Gus Ipul Pastikan Pengadaan Sepatu Siswa Sekolah Rakyat Sesuai Prosedur

Gus Ipul Pastikan Pengadaan Sepatu Siswa Sekolah Rakyat Sesuai Prosedur

Menteri Sosial Saifullah Yusuf menjelaskan mekanisme pengadaan sepatu bagi siswa Sekolah Rakyat yang mencakup empat jenis alas kaki berbeda saat memberikan keterangan di Kantor Kemensos, Jakarta Pusat, pada Selasa (5/5/2026). Program ini menargetkan pemenuhan kebutuhan bagi sekitar 32.000 pelajar di seluruh Indonesia.

Setiap murid dipastikan menerima sepatu untuk keperluan dinas lapangan, dinas harian, olahraga, hingga penggunaan harian. Selain untuk peserta didik, fasilitas serupa juga diperuntukkan bagi tenaga pengajar di lingkungan sekolah tersebut sebagaimana dilansir dari Nasional.

"Iya, empat pasang, jangan salah ya, untuk semua siswa, ada yang untuk guru juga," tutur Gus Ipul, dalam konferensi pers di Kantor Kemensos, Salemba, Jakarta Pusat, Selasa (5/5/2026).

Proses manufaktur alas kaki tersebut saat ini sedang berlangsung dan sebagian besar telah sampai ke tangan para siswa. Penambahan kuota belanja dilakukan sebagai langkah antisipasi terhadap potensi kerusakan barang selama masa penggunaan.
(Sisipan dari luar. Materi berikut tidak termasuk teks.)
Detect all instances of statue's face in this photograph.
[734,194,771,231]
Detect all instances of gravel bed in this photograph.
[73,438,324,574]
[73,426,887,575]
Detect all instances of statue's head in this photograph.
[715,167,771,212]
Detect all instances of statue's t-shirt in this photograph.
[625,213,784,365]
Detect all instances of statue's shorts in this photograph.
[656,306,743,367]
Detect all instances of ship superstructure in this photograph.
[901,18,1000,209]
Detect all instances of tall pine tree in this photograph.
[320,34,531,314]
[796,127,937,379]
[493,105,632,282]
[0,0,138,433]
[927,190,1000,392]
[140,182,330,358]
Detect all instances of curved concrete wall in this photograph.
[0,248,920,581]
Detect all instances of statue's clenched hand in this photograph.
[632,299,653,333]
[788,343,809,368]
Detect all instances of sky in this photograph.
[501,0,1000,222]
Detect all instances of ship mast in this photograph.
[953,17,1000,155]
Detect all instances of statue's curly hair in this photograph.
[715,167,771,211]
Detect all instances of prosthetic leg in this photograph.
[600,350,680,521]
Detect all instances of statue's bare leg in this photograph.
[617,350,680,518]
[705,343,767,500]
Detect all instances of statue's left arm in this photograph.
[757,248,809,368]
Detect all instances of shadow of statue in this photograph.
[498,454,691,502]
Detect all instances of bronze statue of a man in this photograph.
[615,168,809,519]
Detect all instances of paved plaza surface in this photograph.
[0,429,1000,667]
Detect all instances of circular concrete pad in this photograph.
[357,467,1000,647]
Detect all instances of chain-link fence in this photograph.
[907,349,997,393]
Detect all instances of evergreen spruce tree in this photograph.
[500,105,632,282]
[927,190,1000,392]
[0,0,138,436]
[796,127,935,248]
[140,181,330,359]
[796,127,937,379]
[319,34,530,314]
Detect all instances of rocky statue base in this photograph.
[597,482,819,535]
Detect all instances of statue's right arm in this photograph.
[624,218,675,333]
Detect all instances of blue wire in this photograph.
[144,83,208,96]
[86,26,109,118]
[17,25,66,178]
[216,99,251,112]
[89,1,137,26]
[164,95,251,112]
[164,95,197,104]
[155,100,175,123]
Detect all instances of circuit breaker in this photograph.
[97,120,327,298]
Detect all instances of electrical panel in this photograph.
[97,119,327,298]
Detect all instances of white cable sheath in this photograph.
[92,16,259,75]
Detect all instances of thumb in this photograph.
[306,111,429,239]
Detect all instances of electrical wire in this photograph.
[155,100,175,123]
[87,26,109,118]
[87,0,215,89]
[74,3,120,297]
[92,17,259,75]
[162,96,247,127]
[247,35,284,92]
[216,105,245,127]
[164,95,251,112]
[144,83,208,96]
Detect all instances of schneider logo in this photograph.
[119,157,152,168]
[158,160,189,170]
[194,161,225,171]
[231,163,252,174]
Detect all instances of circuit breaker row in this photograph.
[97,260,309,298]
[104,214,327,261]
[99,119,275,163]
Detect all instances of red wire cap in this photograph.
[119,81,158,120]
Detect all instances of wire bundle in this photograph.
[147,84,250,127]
"Ada beberapa (jenis) sepatu di Sekolah Rakyat yang diberikan kepada siswa pada tahun 2025. Kebutuhan 32.000, tapi kita belanjanya 40.000 untuk jaga-jaga kalau ada yang rusak," kata Gus Ipul.
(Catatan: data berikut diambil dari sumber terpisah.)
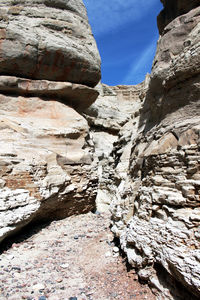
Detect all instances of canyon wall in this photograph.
[0,0,101,241]
[0,0,200,300]
[111,1,200,299]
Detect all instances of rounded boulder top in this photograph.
[0,0,101,87]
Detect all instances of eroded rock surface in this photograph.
[0,0,101,86]
[0,0,100,241]
[111,1,200,299]
[84,81,149,212]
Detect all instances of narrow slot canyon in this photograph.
[0,0,200,300]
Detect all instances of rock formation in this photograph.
[0,0,200,300]
[0,0,100,241]
[109,1,200,299]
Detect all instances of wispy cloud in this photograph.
[83,0,159,36]
[122,39,156,84]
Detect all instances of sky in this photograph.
[83,0,163,85]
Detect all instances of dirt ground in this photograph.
[0,213,155,300]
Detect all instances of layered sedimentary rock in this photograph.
[0,0,100,241]
[84,79,149,212]
[109,1,200,299]
[0,0,101,86]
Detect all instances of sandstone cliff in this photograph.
[0,0,200,300]
[0,0,100,241]
[109,1,200,299]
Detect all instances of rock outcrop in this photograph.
[0,0,200,300]
[0,0,100,241]
[0,0,101,87]
[112,1,200,299]
[84,81,149,212]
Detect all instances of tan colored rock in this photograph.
[0,0,101,87]
[0,76,98,110]
[111,0,200,300]
[0,91,97,244]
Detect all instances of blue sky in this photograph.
[83,0,162,85]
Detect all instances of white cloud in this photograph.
[122,40,156,84]
[83,0,159,36]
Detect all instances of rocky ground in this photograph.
[0,213,155,300]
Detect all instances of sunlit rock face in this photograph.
[111,1,200,300]
[0,0,101,86]
[0,0,100,241]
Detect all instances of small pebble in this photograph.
[38,296,47,300]
[113,247,119,253]
[105,251,112,257]
[60,264,69,269]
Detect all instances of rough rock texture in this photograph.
[0,0,101,86]
[157,0,199,34]
[111,1,200,300]
[0,0,100,241]
[84,76,149,212]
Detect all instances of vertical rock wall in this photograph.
[0,0,100,241]
[111,1,200,299]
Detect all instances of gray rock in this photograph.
[0,0,101,87]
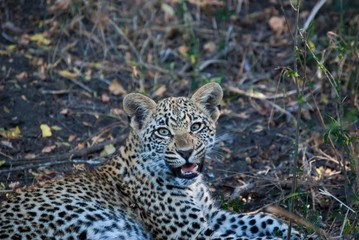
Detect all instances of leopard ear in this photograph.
[123,93,156,129]
[191,82,223,121]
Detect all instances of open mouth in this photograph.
[173,163,202,179]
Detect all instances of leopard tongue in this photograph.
[181,163,198,175]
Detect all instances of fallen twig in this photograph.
[0,135,125,169]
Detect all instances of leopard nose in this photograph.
[177,149,193,160]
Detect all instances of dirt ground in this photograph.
[0,0,359,239]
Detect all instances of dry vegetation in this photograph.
[0,0,359,239]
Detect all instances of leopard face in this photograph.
[124,83,223,180]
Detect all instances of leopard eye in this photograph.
[157,128,171,137]
[191,123,202,132]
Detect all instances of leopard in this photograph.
[0,82,303,240]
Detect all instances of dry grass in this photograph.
[0,0,359,239]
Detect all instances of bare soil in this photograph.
[0,0,359,239]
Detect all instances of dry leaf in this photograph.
[91,9,109,29]
[40,124,52,138]
[15,72,28,81]
[100,144,116,156]
[9,181,20,189]
[178,45,189,57]
[161,3,175,21]
[111,108,122,116]
[0,126,21,139]
[268,16,285,35]
[101,93,110,103]
[75,143,85,150]
[51,125,62,131]
[30,32,51,45]
[41,145,56,153]
[67,135,76,142]
[108,80,127,95]
[1,140,13,148]
[203,42,217,53]
[49,0,72,13]
[58,70,77,79]
[82,121,92,127]
[72,164,86,171]
[155,85,167,97]
[24,153,36,159]
[60,108,70,115]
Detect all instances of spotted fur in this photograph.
[0,83,301,240]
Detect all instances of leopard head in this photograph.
[123,83,223,179]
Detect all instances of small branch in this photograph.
[302,0,327,32]
[0,135,126,168]
[0,157,106,174]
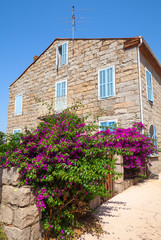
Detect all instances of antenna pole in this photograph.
[72,5,75,40]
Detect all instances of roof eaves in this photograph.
[9,37,139,88]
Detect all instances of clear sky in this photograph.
[0,0,161,132]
Terkait aspek akuntabilitas, Saifullah menegaskan bahwa seluruh anggaran belanja tahun 2025 telah mengikuti ketentuan Badan Pengawasan Keuangan dan Pembangunan (BPKP) serta Badan Pemeriksa Keuangan (BPK). Langkah ini diambil guna menjamin transparansi penggunaan dana negara.
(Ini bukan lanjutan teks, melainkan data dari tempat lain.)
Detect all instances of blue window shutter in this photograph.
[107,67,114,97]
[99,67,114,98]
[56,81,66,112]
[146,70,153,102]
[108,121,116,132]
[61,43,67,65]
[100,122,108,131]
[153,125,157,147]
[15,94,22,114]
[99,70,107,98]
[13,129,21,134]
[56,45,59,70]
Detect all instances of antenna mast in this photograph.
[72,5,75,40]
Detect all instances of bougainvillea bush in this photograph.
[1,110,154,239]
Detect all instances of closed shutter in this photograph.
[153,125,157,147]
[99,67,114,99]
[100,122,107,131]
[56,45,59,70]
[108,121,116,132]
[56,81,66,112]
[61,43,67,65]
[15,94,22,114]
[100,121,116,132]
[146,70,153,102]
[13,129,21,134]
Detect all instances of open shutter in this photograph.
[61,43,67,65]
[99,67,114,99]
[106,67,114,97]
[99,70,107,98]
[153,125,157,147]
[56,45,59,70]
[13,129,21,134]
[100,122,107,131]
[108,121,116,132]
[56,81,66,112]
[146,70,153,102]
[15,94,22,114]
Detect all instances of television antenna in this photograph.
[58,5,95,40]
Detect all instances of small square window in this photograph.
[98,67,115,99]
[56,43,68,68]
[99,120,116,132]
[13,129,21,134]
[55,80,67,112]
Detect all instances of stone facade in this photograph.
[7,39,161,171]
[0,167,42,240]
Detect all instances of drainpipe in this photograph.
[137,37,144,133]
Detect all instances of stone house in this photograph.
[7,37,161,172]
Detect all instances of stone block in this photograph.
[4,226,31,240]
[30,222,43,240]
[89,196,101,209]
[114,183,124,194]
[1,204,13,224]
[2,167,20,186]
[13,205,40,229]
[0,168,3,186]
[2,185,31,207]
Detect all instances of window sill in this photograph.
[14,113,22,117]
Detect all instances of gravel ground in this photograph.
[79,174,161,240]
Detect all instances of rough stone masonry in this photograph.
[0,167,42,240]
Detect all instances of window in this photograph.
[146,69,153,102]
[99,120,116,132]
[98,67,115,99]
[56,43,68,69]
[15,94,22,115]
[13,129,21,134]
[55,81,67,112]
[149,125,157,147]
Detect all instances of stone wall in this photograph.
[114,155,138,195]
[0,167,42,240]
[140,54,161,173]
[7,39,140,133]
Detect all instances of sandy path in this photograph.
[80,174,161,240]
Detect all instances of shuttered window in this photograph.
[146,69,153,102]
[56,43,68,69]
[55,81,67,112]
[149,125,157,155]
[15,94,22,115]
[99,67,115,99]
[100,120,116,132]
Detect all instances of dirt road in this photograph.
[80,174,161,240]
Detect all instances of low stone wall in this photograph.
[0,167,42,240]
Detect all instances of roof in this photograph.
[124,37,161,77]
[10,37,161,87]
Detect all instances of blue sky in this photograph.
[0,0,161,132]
"Boleh diaudit, boleh dicek, selebihnya apakah ini memenuhi standar atau belum, nanti akan ada proses. Supaya enggak salah, supaya enggak keliru," ujar dia.

Pelaksanaan teknis di lapangan menjadi tanggung jawab Pejabat Pembuat Komitmen (PPK) atau Kelompok Kerja (Pokja). Penentuan pagu anggaran juga diklaim telah melewati tahap survei pasar untuk memastikan harga yang ditetapkan sesuai dengan mekanisme resmi.

"Penanggung jawabnya adalah tentu PPK atau Pokja. Mereka yang bertanggung jawab untuk itu. Prosesnya dilakukan dengan pagu yang sudah ditetapkan setelah melalui survei atau lebih sederhananya setelah melalui mekanisme yang ada," ujar dia.

Saifullah turut memberikan klarifikasi mengenai dokumentasi yang viral di media sosial saat dirinya bersama Gubernur Jawa Timur Khofifah Indar Parawansa mengenakan sepatu kepada siswa. Ia meluruskan bahwa sepatu dalam foto tersebut berbeda dengan paket pengadaan dari kementeriannya.

"Jadi, bukan itu yang dimaksud sepatu (Sekolah Rakyat), itu diberikan kepada siswa Sekolah Rakyat oleh Gubernur Jawa Timur, bukan pengadaan dari Kemensos," ujar Gus Ipul.